InvalidRequest Error when writing parquet to private S3 bucket

How severe does this issue affect your experience of using Ray?

  • Medium: It contributes to significant difficulty to complete my task, but I can work around it.

Hi, I’m currently testing Ray Data (Ray version 2.2.0) parquet functionalities for working with large datasets (>= 7GB) that I have stored in a private S3 bucket I created. For my environment, I started up an anyscale cluster and connected to it with ray.init. For accessing my private bucket, I followed the documentation on anyscale (Accessing a Private S3 Bucket | Anyscale Docs).
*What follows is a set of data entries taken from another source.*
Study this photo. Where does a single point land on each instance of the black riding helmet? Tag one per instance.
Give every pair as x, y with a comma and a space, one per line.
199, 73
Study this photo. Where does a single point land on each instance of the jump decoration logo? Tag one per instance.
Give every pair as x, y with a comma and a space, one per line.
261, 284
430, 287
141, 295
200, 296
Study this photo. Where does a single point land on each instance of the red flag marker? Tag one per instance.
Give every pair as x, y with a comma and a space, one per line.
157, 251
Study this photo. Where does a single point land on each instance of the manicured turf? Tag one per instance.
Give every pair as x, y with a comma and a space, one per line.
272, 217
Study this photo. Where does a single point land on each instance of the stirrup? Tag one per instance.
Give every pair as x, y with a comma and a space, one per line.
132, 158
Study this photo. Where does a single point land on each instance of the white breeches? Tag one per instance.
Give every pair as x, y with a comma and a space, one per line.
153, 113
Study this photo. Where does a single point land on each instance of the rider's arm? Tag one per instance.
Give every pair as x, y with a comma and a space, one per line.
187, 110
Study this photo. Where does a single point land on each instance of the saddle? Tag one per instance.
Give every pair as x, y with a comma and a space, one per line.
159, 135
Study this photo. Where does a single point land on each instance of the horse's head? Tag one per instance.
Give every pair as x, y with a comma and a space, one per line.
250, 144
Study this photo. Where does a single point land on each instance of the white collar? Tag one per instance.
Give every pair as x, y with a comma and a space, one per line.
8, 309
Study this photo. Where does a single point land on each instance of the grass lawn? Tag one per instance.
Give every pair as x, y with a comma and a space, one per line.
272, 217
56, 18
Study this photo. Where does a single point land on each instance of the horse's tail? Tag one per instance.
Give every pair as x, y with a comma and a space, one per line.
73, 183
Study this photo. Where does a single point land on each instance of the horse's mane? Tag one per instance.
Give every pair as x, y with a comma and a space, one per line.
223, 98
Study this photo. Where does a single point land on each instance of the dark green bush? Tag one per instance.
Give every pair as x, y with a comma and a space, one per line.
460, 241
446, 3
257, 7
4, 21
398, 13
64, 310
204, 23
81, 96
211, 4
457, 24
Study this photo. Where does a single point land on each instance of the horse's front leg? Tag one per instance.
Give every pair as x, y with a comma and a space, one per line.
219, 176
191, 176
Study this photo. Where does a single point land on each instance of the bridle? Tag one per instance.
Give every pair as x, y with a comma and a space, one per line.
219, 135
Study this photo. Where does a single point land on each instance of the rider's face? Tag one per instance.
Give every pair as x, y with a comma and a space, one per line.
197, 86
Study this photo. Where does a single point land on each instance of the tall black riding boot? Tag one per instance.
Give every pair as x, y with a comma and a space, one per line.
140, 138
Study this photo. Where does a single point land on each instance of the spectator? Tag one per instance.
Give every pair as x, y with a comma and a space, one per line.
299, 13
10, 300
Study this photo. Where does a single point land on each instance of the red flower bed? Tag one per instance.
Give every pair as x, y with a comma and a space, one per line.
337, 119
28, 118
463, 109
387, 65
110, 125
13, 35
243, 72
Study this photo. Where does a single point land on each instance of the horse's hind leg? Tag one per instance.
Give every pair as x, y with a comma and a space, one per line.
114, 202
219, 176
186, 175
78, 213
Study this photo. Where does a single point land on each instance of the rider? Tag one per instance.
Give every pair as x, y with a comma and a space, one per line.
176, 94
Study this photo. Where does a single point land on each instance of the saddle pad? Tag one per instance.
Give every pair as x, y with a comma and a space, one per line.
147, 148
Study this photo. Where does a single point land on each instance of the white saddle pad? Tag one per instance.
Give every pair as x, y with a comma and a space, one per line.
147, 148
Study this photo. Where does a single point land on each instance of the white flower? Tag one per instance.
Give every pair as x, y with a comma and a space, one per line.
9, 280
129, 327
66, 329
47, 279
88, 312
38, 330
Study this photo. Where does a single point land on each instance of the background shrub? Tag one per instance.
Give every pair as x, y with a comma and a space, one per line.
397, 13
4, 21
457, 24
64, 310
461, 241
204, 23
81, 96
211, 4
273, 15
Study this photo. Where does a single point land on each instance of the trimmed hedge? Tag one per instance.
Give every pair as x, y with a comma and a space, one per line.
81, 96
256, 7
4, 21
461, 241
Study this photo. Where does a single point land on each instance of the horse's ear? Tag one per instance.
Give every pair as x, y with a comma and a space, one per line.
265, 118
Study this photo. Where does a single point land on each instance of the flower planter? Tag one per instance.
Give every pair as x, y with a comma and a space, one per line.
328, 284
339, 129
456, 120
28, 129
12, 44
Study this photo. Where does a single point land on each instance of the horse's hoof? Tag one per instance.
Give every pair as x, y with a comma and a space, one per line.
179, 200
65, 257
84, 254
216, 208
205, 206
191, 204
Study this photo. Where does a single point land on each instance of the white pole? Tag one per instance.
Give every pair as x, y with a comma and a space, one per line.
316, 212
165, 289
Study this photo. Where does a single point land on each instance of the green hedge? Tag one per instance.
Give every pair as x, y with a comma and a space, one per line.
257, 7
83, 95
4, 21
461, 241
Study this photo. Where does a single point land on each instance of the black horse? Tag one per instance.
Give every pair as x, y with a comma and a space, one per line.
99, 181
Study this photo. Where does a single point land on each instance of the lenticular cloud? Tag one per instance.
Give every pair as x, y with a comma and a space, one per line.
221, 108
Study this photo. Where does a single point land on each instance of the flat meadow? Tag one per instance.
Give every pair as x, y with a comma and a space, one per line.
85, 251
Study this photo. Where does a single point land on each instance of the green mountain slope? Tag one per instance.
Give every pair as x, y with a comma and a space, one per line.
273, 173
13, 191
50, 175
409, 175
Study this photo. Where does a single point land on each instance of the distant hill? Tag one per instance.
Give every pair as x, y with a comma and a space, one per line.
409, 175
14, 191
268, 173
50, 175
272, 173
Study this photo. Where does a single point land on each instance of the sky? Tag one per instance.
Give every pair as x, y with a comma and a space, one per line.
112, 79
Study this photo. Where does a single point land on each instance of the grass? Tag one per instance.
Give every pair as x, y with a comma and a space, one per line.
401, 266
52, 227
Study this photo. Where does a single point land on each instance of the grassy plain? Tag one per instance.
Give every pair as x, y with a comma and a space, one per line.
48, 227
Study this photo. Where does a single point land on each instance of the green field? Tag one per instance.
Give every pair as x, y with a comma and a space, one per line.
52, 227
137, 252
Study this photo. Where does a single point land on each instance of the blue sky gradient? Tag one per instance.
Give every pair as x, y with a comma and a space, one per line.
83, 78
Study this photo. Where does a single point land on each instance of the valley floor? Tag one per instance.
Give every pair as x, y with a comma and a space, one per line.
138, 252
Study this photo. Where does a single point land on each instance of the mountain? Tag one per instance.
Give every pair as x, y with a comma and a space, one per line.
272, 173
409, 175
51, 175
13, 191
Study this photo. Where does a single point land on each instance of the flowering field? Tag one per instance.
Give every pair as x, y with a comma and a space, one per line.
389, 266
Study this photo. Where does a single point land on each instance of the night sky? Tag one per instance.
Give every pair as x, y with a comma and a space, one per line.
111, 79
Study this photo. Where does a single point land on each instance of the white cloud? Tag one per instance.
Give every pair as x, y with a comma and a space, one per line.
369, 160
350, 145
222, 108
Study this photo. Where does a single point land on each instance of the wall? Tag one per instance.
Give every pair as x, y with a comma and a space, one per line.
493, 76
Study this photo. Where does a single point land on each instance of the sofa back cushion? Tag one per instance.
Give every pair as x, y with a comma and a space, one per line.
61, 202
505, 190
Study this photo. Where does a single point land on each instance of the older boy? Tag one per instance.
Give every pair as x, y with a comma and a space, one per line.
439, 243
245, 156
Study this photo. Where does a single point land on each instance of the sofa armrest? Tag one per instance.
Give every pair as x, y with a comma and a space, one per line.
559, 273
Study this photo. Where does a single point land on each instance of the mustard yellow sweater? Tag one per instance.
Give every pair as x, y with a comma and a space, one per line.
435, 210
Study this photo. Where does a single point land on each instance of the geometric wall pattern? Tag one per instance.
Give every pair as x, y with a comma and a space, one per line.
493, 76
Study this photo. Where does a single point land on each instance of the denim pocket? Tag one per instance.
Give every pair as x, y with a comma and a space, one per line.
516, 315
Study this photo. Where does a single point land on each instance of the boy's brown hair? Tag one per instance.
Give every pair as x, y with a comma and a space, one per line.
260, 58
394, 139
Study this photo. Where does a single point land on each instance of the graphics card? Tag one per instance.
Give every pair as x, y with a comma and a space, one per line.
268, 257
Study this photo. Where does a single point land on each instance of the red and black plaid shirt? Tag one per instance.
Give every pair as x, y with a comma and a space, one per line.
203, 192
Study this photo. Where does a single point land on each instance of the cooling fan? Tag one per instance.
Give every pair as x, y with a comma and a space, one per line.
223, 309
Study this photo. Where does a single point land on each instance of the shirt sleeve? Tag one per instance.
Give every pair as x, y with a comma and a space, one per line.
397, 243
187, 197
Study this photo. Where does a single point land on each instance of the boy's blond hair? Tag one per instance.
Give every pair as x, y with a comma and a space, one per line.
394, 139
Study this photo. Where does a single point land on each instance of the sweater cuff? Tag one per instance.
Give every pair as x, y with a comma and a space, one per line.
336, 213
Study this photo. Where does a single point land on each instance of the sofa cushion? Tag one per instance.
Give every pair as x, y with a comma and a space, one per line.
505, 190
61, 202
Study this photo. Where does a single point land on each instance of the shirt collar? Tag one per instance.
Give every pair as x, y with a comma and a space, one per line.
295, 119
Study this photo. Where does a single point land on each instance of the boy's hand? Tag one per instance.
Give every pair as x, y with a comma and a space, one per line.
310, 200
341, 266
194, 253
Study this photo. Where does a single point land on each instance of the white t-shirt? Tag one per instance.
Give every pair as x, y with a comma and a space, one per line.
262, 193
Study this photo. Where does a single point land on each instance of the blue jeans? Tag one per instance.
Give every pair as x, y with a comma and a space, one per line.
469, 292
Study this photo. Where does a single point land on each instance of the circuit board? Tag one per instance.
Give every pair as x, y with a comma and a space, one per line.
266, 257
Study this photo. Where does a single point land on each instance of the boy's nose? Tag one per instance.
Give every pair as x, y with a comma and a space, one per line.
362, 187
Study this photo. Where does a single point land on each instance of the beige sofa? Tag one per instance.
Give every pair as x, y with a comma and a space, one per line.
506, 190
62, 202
Then, I read the csv file from S3 by doing the following:

ds = ray.data.read_csv("s3://my-private-bucket/test-dataset/test.csv").repartition(400)

Afterwards, I planned on converting this partitioned dataset to parquet files and uploading it to a specific in my S3 bucket:

ds.write_parquet("s3://my-private-bucket/test-dataset/ray-partitions/", try_create_dir=False)

However, when I try to run write_parquet, I get the following error:

(write_block pid=3229) OSError: When uploading part for key 'test-dataset/ray-partitions/ef1b17dcb0d94cf09eec81122cea91d1_000002.parquet' in bucket 'my-private-bucket': AWS Error [code 100]: Unable to parse ExceptionName: InvalidRequest Message: Content-MD5 OR x-amz-checksum- HTTP header is required for Put Part requests with Object Lock parameters

I am not entirely sure why this error occurs, the cluster is configured with the role I specified in the bucket policy. Can anyone give me an idea why this could be happening? What is the solution to resolving this?